I have checked them out in Vegas and if you are a tall or big person, that could be an issue. My wife question that at the show and I do not recall the answer. I do know the guys wearing them were medium size to small. I am 6'3 and over 200lbs and there looked like there was no chance of me fitting in one. They may have a solution. It is definitely something to inquire about before purchase.


----------



## Lilly (Jun 13, 2006)

they look good but you prob sweat to death in those.. 
I like the ivy one


----------



## Frighteners Entertainment (Jan 24, 2006)

It's like wearing pantie hose.
Nice folks, had the pleasure to speak with Tony.


----------



## Nancj (Sep 7, 2007)

Oh my gosh those are awesome!! can some one loan me the $1400.00. maybe I should get two. J/K
those costumes are unbelivable, I wonder if they work in the movie industry.


----------



## beelce (Jul 21, 2007)

Those are way cool...looks really hot under there


----------



## Bone Dancer (Oct 7, 2005)

Great inspirations for a prop. All you need is a mask and a body frame. Kinda think I should be able to do it for under a grand.


----------



## BudMan (Mar 6, 2007)

Frighteners Entertainment said:


> It's like wearing pantie hose.
> Nice folks, had the pleasure to speak with Tony.

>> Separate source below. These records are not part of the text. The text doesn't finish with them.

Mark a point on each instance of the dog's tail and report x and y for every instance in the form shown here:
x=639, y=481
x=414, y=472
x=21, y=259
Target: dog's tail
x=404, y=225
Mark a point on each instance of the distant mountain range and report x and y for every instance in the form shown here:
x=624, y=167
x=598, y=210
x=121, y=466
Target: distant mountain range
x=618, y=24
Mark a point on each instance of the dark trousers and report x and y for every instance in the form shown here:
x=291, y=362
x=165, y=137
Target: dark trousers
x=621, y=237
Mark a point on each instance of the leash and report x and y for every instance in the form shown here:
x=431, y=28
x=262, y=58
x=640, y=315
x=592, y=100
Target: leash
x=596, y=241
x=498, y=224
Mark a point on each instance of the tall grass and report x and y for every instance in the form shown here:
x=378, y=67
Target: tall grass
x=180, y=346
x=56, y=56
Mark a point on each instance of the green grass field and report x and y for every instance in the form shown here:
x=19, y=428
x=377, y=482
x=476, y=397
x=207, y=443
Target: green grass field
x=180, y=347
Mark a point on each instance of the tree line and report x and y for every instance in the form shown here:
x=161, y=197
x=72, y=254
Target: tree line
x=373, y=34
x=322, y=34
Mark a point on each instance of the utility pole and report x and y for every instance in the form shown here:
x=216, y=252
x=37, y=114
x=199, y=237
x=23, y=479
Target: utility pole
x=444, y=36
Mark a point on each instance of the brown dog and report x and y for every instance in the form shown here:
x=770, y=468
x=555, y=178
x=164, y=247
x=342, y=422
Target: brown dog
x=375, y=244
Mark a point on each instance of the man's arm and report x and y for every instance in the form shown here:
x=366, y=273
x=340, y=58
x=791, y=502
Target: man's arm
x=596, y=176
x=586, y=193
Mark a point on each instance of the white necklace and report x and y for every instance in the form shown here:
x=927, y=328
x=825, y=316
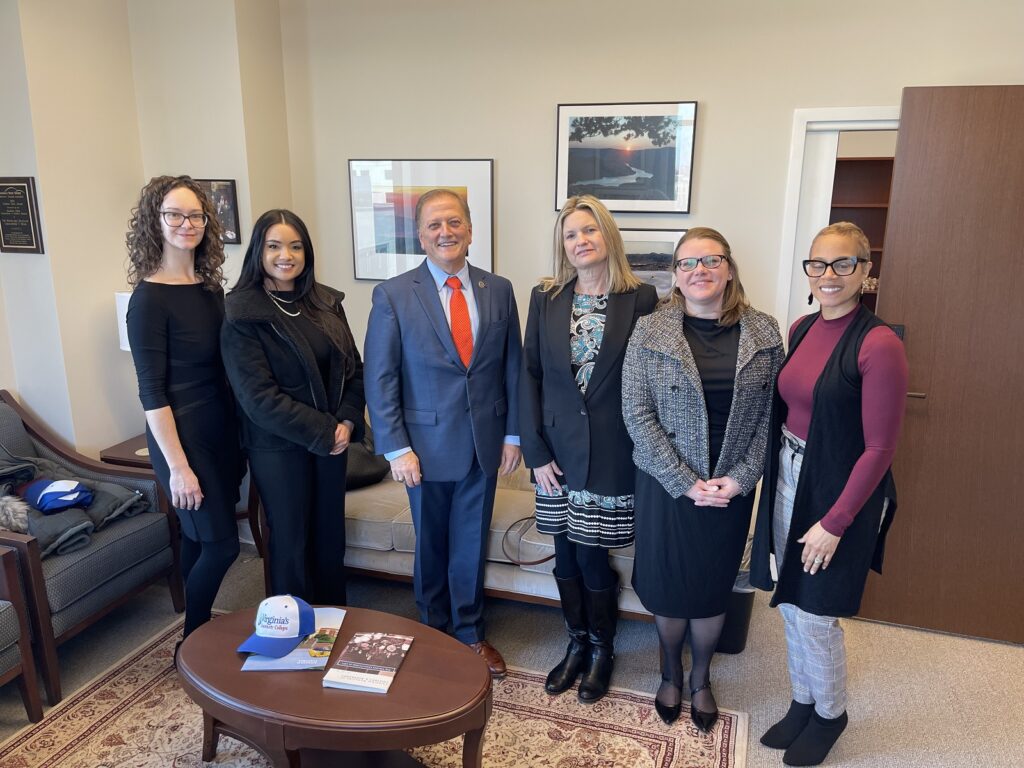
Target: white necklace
x=278, y=302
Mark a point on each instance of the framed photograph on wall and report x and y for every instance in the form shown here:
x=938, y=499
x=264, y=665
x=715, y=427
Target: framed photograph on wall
x=225, y=200
x=650, y=253
x=384, y=194
x=633, y=157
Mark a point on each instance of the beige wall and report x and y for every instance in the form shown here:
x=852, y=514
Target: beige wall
x=289, y=90
x=866, y=144
x=465, y=79
x=187, y=87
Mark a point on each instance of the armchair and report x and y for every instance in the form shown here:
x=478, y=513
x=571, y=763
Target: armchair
x=67, y=593
x=16, y=659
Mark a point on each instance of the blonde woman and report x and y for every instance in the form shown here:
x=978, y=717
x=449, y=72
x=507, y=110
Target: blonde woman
x=828, y=496
x=572, y=433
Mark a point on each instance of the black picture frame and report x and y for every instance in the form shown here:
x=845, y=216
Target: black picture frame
x=650, y=253
x=634, y=157
x=19, y=226
x=382, y=202
x=223, y=194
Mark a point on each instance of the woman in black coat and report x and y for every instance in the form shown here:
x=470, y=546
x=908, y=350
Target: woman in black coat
x=298, y=377
x=572, y=433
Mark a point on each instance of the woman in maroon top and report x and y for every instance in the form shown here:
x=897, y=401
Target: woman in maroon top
x=836, y=421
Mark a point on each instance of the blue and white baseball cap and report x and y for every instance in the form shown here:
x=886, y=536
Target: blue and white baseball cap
x=282, y=623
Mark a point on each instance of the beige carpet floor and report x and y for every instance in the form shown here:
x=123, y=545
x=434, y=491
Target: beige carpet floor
x=918, y=699
x=136, y=715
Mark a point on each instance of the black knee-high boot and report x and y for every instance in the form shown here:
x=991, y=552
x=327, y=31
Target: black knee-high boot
x=561, y=678
x=602, y=615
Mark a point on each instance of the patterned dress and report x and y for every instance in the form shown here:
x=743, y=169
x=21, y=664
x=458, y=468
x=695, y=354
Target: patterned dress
x=588, y=518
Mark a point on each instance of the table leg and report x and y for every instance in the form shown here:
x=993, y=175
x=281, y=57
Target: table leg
x=472, y=749
x=210, y=737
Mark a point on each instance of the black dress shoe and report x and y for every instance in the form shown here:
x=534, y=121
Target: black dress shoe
x=705, y=721
x=669, y=713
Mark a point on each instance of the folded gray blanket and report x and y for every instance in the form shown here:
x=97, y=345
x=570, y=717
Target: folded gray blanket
x=60, y=532
x=69, y=529
x=109, y=502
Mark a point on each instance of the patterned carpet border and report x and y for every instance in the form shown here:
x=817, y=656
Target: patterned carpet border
x=134, y=714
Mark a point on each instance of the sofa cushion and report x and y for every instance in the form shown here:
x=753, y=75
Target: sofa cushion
x=370, y=512
x=114, y=549
x=10, y=632
x=509, y=507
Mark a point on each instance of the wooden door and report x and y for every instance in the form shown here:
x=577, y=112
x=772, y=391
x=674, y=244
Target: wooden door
x=954, y=279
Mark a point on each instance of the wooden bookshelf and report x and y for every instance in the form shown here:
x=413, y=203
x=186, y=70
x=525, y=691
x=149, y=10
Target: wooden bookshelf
x=860, y=195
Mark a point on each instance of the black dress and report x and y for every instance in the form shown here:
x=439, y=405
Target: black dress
x=687, y=556
x=174, y=331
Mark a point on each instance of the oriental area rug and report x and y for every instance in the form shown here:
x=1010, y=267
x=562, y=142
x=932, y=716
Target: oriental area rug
x=136, y=715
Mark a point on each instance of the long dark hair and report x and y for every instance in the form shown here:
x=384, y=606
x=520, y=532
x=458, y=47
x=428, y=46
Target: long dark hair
x=145, y=240
x=311, y=298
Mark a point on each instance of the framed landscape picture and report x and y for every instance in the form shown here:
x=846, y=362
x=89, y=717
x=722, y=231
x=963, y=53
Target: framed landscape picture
x=650, y=253
x=225, y=200
x=384, y=194
x=633, y=157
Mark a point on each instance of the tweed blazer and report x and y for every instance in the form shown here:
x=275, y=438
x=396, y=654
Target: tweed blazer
x=665, y=410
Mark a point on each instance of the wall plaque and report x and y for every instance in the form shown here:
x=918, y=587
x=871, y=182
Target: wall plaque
x=19, y=230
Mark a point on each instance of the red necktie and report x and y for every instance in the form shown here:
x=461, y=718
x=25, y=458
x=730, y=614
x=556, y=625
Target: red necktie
x=462, y=331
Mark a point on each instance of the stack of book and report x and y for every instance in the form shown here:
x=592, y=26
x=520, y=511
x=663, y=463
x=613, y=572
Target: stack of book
x=369, y=662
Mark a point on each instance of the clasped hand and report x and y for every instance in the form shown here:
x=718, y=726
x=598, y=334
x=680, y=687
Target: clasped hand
x=342, y=434
x=714, y=493
x=549, y=477
x=185, y=493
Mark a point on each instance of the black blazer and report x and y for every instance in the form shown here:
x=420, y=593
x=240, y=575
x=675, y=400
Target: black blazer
x=278, y=383
x=584, y=434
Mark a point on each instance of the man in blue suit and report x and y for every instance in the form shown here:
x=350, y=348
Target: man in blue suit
x=441, y=374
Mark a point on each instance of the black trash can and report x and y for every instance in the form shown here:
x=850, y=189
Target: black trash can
x=737, y=616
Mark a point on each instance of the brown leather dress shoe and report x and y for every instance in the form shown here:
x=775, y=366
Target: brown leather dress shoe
x=489, y=654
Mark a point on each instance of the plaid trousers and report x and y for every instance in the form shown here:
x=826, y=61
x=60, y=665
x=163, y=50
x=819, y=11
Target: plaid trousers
x=816, y=652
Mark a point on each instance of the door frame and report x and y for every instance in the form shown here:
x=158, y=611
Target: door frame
x=813, y=147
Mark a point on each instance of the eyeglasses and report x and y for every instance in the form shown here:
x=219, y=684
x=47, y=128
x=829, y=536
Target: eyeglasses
x=712, y=261
x=842, y=267
x=173, y=218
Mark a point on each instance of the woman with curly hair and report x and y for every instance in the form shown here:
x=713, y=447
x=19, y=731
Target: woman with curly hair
x=177, y=305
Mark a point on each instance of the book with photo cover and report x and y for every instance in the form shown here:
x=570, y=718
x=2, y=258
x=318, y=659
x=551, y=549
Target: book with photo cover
x=369, y=662
x=311, y=653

I'm not partial to panty hose..but I do like fishnet!LOL


----------



## Evil Queen (Mar 8, 2008)

tonguesandwich, or anyone considering making their own skin suit, look into the lycra suits made for scuba divers. They are worn under the wet suit so they are thin, light and come in sizes from kids to plus sizes for adults.


----------



## Frighteners Entertainment (Jan 24, 2006)

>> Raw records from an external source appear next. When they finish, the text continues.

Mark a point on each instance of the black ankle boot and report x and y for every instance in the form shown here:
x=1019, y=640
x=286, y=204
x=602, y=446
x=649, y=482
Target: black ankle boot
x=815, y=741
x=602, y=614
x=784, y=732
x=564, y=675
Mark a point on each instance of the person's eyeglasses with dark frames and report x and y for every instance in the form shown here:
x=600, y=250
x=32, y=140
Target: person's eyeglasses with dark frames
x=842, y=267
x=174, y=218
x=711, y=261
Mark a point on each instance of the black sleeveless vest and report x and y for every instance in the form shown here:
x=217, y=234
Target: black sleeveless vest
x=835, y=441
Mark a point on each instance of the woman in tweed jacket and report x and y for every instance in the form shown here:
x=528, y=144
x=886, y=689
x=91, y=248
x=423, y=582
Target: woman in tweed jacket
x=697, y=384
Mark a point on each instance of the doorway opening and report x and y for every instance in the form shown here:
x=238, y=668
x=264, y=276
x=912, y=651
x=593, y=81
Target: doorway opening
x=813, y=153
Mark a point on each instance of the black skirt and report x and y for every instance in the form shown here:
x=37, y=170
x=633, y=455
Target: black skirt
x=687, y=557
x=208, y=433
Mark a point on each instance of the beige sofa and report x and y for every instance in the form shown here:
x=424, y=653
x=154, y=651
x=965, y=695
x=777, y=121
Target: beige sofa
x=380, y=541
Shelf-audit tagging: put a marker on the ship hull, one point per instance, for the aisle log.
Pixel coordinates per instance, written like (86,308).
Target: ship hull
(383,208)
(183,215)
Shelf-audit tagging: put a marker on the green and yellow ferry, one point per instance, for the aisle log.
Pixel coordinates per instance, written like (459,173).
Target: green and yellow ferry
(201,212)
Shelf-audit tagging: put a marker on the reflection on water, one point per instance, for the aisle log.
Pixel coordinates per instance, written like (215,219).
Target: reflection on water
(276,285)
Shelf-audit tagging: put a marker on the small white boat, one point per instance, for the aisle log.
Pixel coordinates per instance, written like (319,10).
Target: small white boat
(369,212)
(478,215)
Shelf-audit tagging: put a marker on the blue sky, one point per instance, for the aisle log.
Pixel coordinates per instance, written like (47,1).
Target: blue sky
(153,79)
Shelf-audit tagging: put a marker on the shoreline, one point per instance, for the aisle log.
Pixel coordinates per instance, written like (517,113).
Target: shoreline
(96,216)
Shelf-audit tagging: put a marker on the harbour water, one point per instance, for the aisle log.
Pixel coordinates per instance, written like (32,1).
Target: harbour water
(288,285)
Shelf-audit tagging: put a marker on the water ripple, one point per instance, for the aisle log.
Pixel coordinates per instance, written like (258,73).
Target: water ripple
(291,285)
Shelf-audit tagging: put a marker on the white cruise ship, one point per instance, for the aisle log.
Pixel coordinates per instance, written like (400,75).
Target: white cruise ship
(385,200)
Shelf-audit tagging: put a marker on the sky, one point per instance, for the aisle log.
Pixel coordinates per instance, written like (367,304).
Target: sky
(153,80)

Tony owns and runs a haunt.


Nancj said:


> Oh my gosh those are awesome!! can some one loan me the $1400.00. maybe I should get two. J/K
> those costumes are unbelivable, I wonder if they work in the movie industry.


----------



## Lady Nyxie (Aug 30, 2006)

They are neat. I really like the bride and groom pic.


----------



## Spooky1 (Aug 25, 2008)

Those are great. I wonder if they would fit me at 6' tall (but a long torso). Even though my wife enjoys Halloween too, I doubt she'd be thrilled if I spent over a grand on a costume.


----------